At age 72, after 50 years of making comics, Jacques Tardi is more than worthy of his own exhibition at the Cartoonmuseum. I can’t say how this Tardi exhibition, which ends on March 24, relates to the one at the 2015 Fumetto festival in Lucerne. Anyway, it’s always worth reminding people through such a show that the author of the WWI comics for which he is perhaps best known, C’était la guerre des tranchées and Putain de guerre, is the same who created the Belle Époque mystery series Adèle Blanc-Sec in the seventies, and who also authored the Nestor Burma detective comics, as well as the historical comic Le Cri du peuple in the early 2000s, and, most recently, the WWII comic Stalag II B, to name but a few. A dazzling array of comics, and the Basel exhibition covers them all.

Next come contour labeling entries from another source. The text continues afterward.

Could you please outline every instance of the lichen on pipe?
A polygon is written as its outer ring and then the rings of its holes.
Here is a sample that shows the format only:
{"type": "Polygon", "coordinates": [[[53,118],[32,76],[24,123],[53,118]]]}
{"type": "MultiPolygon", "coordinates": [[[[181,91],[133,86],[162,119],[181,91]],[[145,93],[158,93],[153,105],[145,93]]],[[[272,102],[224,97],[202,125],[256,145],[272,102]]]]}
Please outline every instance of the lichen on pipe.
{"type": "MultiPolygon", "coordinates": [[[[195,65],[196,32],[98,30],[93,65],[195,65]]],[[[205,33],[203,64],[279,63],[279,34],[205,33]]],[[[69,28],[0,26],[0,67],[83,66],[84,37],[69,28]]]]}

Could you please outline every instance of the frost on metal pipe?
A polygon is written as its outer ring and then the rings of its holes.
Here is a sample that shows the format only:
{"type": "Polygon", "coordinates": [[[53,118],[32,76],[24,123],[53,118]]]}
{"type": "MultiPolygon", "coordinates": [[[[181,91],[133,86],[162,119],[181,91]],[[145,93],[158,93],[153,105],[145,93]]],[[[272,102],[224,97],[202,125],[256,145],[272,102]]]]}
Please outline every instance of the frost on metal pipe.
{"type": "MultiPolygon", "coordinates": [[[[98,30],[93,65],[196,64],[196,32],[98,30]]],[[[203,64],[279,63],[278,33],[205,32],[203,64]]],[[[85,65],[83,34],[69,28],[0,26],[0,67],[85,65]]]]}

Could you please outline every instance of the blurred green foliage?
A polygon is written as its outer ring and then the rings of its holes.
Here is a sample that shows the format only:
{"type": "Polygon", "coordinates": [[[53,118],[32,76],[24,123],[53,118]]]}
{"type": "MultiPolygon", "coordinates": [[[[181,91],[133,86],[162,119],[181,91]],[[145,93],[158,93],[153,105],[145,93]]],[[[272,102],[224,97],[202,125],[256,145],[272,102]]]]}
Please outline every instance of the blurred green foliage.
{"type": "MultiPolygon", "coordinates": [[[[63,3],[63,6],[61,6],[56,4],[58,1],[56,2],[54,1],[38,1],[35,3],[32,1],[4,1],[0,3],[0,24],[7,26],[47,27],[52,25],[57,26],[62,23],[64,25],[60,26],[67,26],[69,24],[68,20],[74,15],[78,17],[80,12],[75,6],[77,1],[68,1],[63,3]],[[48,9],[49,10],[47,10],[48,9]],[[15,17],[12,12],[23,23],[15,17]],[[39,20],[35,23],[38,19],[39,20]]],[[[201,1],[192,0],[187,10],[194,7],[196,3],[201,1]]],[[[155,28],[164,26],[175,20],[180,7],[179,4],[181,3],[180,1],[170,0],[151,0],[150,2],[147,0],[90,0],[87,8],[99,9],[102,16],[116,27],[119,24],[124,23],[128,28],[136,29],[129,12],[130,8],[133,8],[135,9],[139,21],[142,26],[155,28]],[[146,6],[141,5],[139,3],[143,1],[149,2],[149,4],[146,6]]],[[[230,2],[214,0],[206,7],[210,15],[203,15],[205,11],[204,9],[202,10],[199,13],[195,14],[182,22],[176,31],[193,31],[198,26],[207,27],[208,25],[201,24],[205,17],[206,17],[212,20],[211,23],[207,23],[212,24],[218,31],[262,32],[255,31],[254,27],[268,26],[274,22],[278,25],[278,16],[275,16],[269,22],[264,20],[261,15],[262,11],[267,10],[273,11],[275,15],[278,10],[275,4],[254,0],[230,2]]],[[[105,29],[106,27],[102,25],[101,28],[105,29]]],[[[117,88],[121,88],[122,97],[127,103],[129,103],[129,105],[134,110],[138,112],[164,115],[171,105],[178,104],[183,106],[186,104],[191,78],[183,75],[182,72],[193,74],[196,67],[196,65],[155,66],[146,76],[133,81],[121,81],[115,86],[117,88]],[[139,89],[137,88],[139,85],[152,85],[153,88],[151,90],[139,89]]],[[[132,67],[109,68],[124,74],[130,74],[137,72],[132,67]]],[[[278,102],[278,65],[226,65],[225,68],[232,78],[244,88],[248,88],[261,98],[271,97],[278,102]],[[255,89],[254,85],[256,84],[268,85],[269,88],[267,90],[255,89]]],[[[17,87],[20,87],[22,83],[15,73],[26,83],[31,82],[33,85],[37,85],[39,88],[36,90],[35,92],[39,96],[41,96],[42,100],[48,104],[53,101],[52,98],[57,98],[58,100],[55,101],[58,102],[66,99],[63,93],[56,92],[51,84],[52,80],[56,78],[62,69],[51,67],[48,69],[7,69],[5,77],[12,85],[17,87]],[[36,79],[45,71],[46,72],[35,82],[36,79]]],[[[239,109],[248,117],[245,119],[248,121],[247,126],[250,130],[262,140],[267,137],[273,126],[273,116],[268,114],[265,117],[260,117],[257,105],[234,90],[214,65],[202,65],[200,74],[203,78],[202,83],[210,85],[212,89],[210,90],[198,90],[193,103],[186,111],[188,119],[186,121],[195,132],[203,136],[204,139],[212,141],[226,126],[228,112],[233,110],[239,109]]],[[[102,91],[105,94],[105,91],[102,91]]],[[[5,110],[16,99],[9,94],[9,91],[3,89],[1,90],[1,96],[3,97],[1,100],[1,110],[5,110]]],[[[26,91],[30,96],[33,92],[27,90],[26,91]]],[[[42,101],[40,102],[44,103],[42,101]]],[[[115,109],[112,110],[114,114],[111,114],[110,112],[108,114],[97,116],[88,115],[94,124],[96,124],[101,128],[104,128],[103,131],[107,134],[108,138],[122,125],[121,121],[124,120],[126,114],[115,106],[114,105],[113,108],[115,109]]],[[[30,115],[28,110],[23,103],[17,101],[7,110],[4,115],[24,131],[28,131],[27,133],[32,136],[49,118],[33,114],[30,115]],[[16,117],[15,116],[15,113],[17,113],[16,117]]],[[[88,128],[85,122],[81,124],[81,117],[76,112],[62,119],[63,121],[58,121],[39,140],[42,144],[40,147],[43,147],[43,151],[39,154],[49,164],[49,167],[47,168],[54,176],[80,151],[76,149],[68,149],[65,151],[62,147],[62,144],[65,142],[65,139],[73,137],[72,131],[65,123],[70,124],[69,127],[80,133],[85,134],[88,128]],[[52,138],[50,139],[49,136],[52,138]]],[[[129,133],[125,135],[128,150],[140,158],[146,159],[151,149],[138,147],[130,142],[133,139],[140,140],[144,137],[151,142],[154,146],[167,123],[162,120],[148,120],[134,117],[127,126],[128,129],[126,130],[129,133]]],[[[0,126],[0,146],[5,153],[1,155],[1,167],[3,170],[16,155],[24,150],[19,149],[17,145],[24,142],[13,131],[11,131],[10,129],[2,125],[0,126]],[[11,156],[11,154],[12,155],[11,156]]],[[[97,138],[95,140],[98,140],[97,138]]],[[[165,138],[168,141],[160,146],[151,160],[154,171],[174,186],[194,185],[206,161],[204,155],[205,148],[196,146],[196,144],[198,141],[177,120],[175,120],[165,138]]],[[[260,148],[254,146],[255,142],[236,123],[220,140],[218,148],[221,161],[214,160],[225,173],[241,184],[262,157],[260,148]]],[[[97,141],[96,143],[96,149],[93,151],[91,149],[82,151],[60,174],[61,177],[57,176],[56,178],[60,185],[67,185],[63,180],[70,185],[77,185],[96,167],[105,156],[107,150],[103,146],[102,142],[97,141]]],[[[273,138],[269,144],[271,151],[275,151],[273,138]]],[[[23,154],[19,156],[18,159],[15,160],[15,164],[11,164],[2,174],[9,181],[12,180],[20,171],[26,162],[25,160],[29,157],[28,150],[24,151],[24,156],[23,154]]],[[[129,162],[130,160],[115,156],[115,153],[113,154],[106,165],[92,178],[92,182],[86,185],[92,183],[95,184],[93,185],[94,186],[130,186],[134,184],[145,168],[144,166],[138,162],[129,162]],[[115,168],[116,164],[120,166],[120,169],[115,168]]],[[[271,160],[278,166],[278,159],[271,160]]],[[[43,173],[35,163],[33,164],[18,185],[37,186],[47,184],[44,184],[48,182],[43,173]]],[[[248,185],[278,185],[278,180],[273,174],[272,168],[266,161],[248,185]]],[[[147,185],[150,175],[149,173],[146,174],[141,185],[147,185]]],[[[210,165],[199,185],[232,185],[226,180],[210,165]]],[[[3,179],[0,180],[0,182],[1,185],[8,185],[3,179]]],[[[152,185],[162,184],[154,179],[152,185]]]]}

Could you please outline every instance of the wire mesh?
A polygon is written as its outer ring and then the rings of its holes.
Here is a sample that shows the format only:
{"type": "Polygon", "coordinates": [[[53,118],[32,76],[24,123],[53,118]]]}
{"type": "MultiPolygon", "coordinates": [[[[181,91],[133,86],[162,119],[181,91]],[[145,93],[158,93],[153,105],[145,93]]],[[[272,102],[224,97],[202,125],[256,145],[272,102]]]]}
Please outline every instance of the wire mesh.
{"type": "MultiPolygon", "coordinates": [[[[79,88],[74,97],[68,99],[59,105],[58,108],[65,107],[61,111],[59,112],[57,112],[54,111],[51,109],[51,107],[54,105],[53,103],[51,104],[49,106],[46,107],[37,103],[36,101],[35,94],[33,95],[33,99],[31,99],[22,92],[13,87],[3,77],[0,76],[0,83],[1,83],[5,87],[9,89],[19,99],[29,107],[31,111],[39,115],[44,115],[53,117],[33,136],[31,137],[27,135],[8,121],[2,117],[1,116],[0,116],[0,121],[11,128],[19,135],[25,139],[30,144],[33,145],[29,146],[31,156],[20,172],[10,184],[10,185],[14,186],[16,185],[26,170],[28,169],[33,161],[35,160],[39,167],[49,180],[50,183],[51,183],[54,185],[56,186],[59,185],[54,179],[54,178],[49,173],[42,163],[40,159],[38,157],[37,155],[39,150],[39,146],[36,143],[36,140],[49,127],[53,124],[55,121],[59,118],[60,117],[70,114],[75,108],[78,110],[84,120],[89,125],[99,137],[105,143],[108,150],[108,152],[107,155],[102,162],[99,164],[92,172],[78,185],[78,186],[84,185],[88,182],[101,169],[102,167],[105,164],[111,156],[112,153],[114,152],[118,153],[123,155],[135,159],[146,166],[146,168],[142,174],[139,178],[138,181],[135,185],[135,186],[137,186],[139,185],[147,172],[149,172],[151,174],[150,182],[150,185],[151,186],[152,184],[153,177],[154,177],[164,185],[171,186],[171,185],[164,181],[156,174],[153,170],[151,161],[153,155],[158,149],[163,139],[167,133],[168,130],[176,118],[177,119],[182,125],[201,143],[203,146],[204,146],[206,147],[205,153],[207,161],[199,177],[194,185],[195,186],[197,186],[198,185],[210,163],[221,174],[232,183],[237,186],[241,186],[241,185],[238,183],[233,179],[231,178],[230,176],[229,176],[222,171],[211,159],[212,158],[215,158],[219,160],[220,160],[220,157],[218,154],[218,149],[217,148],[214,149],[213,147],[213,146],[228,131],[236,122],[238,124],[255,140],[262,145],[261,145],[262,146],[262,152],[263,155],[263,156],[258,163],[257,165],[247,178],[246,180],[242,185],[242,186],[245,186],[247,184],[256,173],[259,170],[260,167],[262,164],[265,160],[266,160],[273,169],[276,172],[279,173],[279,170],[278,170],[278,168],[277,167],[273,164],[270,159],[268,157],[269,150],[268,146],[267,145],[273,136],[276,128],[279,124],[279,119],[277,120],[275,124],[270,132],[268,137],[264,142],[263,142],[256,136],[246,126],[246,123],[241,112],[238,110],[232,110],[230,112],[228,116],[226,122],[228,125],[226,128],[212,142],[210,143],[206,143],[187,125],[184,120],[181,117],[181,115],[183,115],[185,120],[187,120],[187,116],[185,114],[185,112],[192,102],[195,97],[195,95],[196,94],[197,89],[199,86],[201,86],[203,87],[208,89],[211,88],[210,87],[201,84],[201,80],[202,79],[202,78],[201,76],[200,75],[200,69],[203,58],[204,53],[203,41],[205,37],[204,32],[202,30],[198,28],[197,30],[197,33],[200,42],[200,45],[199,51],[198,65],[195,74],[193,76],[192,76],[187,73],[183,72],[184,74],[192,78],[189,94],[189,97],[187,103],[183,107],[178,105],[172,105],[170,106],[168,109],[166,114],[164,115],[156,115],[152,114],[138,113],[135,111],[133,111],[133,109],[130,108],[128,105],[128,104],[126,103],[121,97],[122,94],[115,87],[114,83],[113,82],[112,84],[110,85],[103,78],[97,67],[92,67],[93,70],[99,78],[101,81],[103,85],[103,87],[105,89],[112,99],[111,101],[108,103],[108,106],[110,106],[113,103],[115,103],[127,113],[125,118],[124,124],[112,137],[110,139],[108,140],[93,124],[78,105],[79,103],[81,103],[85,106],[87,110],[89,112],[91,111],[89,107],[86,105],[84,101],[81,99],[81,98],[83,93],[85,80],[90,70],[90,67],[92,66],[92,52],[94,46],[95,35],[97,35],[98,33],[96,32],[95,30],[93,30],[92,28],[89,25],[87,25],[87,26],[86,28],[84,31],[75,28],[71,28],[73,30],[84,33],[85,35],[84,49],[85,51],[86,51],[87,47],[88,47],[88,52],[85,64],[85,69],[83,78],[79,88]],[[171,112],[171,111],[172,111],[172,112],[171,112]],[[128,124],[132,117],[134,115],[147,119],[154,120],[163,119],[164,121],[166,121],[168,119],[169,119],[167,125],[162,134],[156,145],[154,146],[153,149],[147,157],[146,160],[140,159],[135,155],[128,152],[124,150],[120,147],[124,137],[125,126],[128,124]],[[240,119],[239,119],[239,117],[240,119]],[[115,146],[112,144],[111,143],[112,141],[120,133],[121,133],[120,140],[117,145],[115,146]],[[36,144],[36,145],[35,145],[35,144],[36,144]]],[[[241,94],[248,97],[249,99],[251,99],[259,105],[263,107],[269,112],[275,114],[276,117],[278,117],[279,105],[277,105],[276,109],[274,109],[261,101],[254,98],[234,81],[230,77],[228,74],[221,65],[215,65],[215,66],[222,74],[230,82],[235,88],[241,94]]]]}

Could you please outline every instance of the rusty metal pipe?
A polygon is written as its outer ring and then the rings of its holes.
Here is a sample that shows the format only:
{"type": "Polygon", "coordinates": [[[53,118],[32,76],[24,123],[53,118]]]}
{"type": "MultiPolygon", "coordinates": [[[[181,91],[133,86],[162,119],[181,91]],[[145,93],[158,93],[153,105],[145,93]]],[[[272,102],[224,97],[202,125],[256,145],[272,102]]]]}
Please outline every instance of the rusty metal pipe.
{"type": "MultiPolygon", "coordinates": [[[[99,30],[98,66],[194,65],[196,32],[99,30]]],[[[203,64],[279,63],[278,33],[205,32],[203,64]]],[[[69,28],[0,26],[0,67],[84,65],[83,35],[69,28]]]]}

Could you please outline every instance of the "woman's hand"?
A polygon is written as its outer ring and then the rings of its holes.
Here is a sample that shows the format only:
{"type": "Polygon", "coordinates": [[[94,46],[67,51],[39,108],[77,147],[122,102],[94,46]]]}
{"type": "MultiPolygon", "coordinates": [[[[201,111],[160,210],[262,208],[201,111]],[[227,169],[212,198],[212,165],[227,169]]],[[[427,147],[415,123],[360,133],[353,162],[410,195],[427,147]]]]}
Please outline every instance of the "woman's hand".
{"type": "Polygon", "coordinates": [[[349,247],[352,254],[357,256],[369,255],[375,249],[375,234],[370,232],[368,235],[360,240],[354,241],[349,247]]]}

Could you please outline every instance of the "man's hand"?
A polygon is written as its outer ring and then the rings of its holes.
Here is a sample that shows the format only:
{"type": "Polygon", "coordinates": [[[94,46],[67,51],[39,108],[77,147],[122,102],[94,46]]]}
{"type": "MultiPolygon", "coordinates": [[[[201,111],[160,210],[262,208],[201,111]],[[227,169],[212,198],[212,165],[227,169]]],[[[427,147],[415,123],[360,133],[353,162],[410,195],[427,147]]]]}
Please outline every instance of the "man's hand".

The primary medium of presentation are framed original drawings, of which there are apparently more than 200 on display. Here, however, it becomes obvious why the exhibition is titled “Le Monde de Tardi” (and not “Die Welt des Tardi”): while the commentary texts on the walls are in German, no translation is provided for the French speech balloon texts. Which is a pity, given that Tardi is not only a masterly draughtsman but also a witty wordsmith. At least this aspect of Tardi can be appreciated in the library room of the museum which is well stocked with German translated editions of many of his albums. In the library one can also watch a film about Tardi in – again – French only: Tardi en noir et blanc, also available on YouTube with German audio.
My impression was that the previous exhibition I had seen at the Cartoonmuseum, Joe Sacco – Comics Journalist, had done a slightly better job at telling something about the artist himself and his working process instead of just the finished works. But this is a common shortcoming in comic exhibitions.
Le Monde de Tardi must be a highly enjoyable exhibition if you’re fluent in both French and German, but I doubt you get much out of it if you speak neither.